Then we have the following formula. Note that there are ``\(z_0\)’’ terms.

\[ \delta^k=\left[(\Theta^k)^T\delta^{k+1}\right]\circ \sigma'(\mathbf{z}^k). \]
\[\begin{split} \begin{aligned} \diffp{z^{(k+1)}_r}{\Theta^{(k)}_{pq}}&=\diffp{\left(b^{(k)}_r+\sum_l\Theta^{(k)}_{rl}a^{(k)}_l\right)}{\Theta^{(k)}_{pq}}=\begin{cases} 0&\text{ for }r\neq q,\\ a^{(k)}_q&\text{ for }r=q, \end{cases}\\ \diffp{J}{\Theta^{(k)}_{pq}}&=\sum_{r}\diffp{J}{z^{(k+1)}_r}\diffp{z^{(k+1)}_r}{\Theta^{(k)}_{pq}}=\diffp{J}{z^{(k+1)}_p}\diffp{z^{(k+1)}_p}{\Theta^{(k)}_{pq}}=\delta^{k+1}_pa^{k}_q,\\ \diffp{J}{b^{(k)}_{j}}&=\sum_{r}\diffp{J}{z^{(k+1)}_r}\diffp{z^{(k+1)}_r}{b^{(k)}_{j}}=\diffp{J}{z^{(k+1)}_j}\diffp{z^{(k+1)}_j}{b^{(k)}_{j}}=\diffp{J}{z^{(k+1)}_j}=\delta^{k+1}_j. \end{aligned} \end{split}\]

Extend \(\hat{\Theta}=\left[b^{(k)},\Theta^{(k)}\right]\), and \(\partial^k J=\left[\diffp{J}{\hat{\Theta}^{(k)}_{ij}}\right]\).

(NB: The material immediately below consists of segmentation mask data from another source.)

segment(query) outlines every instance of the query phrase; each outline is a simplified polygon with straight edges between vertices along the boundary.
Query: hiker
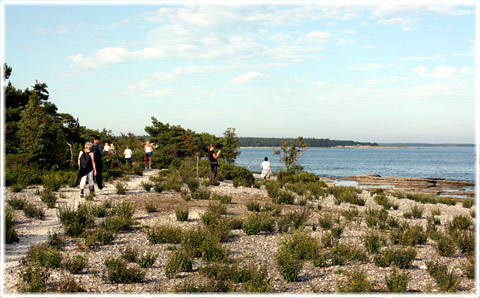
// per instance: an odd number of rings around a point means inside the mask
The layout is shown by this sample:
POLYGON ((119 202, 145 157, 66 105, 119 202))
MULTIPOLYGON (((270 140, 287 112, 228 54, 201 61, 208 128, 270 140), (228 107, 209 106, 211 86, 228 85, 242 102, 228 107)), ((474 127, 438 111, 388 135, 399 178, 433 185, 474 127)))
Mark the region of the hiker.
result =
POLYGON ((261 168, 263 181, 270 180, 270 175, 272 174, 272 165, 268 161, 268 157, 265 157, 265 160, 262 162, 261 168))
POLYGON ((115 146, 113 143, 110 143, 110 154, 115 154, 115 146))
POLYGON ((80 181, 80 197, 83 198, 85 184, 88 176, 88 189, 94 193, 93 176, 97 175, 93 152, 91 152, 92 143, 86 142, 85 148, 78 154, 78 176, 77 183, 80 181))
POLYGON ((110 151, 110 146, 108 145, 108 143, 105 143, 105 146, 103 146, 103 152, 108 152, 110 151))
POLYGON ((214 182, 215 178, 217 177, 217 170, 218 170, 218 156, 220 156, 220 153, 222 150, 218 150, 217 153, 215 153, 215 145, 210 144, 208 146, 208 159, 210 160, 210 168, 212 169, 212 174, 210 175, 210 182, 214 182))
POLYGON ((97 168, 97 175, 95 176, 95 178, 97 180, 98 189, 101 190, 103 188, 103 184, 102 184, 102 170, 103 170, 102 156, 105 153, 103 152, 102 145, 100 145, 100 137, 99 136, 94 137, 94 141, 93 141, 91 150, 93 152, 93 159, 95 161, 95 165, 96 165, 96 168, 97 168))
POLYGON ((150 141, 147 141, 145 146, 143 147, 143 151, 145 151, 145 170, 152 169, 152 155, 153 155, 153 147, 150 145, 150 141), (148 161, 148 168, 147 168, 147 161, 148 161))
POLYGON ((127 165, 132 166, 132 155, 133 155, 132 149, 130 149, 127 146, 127 148, 123 151, 122 154, 125 155, 125 160, 127 161, 127 165))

Then $\( \partial^k J=\left[\delta^{k+1}, \delta^{k+1}(\mathbf{a}^k)^T\right]. \)$ Then the algorithm is as follows.

  1. Starting from \(x\), \(y\) and some random \(\Theta\).

  2. Forward computation: compute \(z^{(k)}\) and \(a^{(k)}\). The last \(a^{(n)}\) is \(h\).

  3. Compute \(\delta^n=\nabla J\circ\sigma'(z^{(n)})\). In the case of \(J=\frac12||{h-y}||^2\), \(\nabla J=(a^{(n)}-y)\), and then \(\delta^n=(a^{(n)}-y)\circ\sigma'(z^{(n)})\).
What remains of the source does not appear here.